Lower crude oil shipments from India’s top suppliers, Russia and Saudi Arabia, who collectively account for more than half of the cargoes, dragged down India’s imports for the second consecutive month during August 2024.

According to energy intelligence firm Vortexa, India’s crude oil imports last month fell by 4 per cent Y-o-Y to 4.18 million barrels per day (mb/d). The fall in shipments on a monthly basis was steeper at 7 per cent. The numbers are on a provisional basis.

Analysts and trade sources attributed the decline in crude oil cargoes to the world’s third largest importer from the world’s two top exporters due to lower production and domestic demand.

India’s imports of Iraqi crude grew M-o-M, while imports of Saudi crude fell in the same period. Imports of Russian crude are also down on a monthly basis in August, though smaller in percentage than Saudi, but higher in absolute volume, Vortexa’s Head of APAC Analysis, Serena Huang, told businessline.

On import momentum going ahead, Huang said “India’s imports of Russian crude are down in August, and could remain flat to lower in September off the back of lower Russian crude exports in August. We expect imports of Russian crude to rebound in October, with supplies of Russian crude returning.”

Besides, upcoming refinery maintenance in India will also have a bearing on crude supplies. For instance, state-run Bharat Petroleum Corporation’s (BPCL) Kochi refinery will undergo maintenance during September-October and Bina refinery during August-September 2024.

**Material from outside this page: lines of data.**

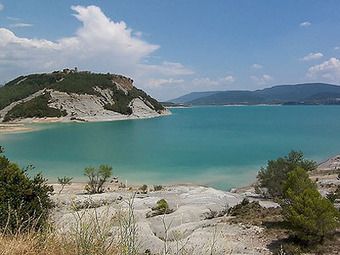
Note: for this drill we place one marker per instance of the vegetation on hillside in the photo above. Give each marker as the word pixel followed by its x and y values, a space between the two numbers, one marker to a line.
pixel 24 201
pixel 36 107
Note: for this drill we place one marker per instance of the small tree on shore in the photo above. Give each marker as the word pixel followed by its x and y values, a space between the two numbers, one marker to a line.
pixel 97 177
pixel 63 182
pixel 273 176
pixel 24 201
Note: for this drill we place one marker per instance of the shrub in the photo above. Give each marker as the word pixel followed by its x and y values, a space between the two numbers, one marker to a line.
pixel 63 182
pixel 97 177
pixel 157 187
pixel 311 216
pixel 275 173
pixel 24 201
pixel 144 188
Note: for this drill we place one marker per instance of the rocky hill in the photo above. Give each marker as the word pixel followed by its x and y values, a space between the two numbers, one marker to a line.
pixel 300 94
pixel 69 95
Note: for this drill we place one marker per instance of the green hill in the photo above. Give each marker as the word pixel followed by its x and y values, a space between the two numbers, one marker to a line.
pixel 57 94
pixel 310 93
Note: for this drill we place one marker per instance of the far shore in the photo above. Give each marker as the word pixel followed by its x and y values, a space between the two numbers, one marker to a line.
pixel 21 126
pixel 15 128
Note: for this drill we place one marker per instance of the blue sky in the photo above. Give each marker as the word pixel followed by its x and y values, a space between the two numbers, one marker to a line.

More crude from Iraq & the US

While imports from Russia and Saudi Arabia declined, the cargoes from Iraq, the UAE and the US rose on a monthly basis.

Crude oil imports from Russia fell by around 17 per cent M-o-M to 1.65 mb/d during August. On an annual basis, the shipments were higher by more than 12 per cent. In the case of Saudi Arabia, the imports fell by 22.5 per cent M-o-M and 38 per cent Y-o-Y to around 505,147 barrels per day (b/d).

On the other hand, crude oil imports from Iraq—India’s second largest supplier—rose by almost 14 per cent M-o-M to 778,262 b/d last month. On an annual basis, the shipments were down by 10 per cent.

Crude oil cargoes from the UAE, which has recently inked a free trade agreement with India, rose by 11 per cent M-o-M and 36 per cent Y-o-Y to around 371,195 b/d in August 2024. Similarly, in the case of the US as well, the cargoes rose by 60 per cent M-o-M to 367,119 b/d. On an annual basis, the imports more than doubled.

Cargoes decline

Jay Maroo, Vortexa’s Head of Market Intelligence & Analysis (MENA), in a September 4 commentary said the cumulative combined crude/ condensates exports from the Big-3 (Saudi Arabia, Russia and the US) stood at 12.7 mb/d in August 2024, down almost 700,000 b/d M-o-M.

Saudi exports fell somewhat predictably in August given that the month falls within the period of seasonally high domestic oil demand (crude and fuel oil direct burn for power generation), he added.

Saudi exports may move higher in the coming weeks, as Saudi domestic power generation needs will wane, potentially freeing up supply for exports. Another crucial factor to bear in mind is that from October, OPEC+ production cuts could begin to unwind,” he projected.

Russia’s exports (excluding Kazakh grades) marginally dropped to 3.1 mb/d, the lowest monthly total since November 2023. Decline in exports in August are largely a function of expected lower production and exports from Russia due to seasonal field maintenance, Maroo said.

“Going forwards, one factor to bear in mind is that, unlike Saudi Arabia, Russia does not have many other buyers of its crude if Chinese import demand falters – this could cap Russian exports to some extent,” he added.